Article Text
Abstract
Background In 2007, the University Hospital of Ancona started the journey in automating IV compounding. At the end of 2009, the clinical validation process and workflow reorganisation ended, the second robot was introduced to set up a fully automated IV oncology pharmacy. The laboratory is composed of two APOTECAchemo systems and a laminar airflow cabinet which work from 8 am to 4 pm. There are 3 technicians from 8 am to 2 pm and 1 technician from 10 am to 4 pm. We work in a just-in-time production (80% for outpatients and 20% inpatients) and the rush hours go from 9 am to 1 pm. Two systems are used until 2 pm and one system works for the entire day.
Purpose To take stock of 7 years of experience in automated IV compounding.
Material and methods The production data were analysed in terms of doses and type of preparations delivered, by means of the statistical tools of APOTECAchemo.

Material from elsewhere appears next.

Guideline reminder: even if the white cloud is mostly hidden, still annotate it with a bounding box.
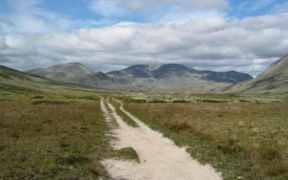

Results Before 2010 10,400 treatments were produced automatically in a year and in 2010 this increased to 16,300 (80% of our annual production). In the following years, production increased with 19,300, 19,600 and 20,300 treatments in 2011, 2012 and 2013 respectively. In August 2014, we passed the threshold of 100,000 treatments compounded with APOTECAchemo, representing 95% of the treatments compounded. The annual production consists of 85% in bags, 10% in syringes and 5% in elastomeric pumps. 56 different active ingredients are used.
Conclusion
Automation ensures the highest quality standards because every step of the compounding process is controlled and traced
Automation can cover more than 90% of daily preparations even in a just-in-time system.
Automation allows a more intelligent and efficient management of human resources: for every 10,000 treatments automated, one FTE technician can be elevated to higher value-added tasks
To take advantage of automation, the workflow should be redesigned (i.e. introduce multi-dose vials and drug days).
References and/or acknowledgements No conflict of interest.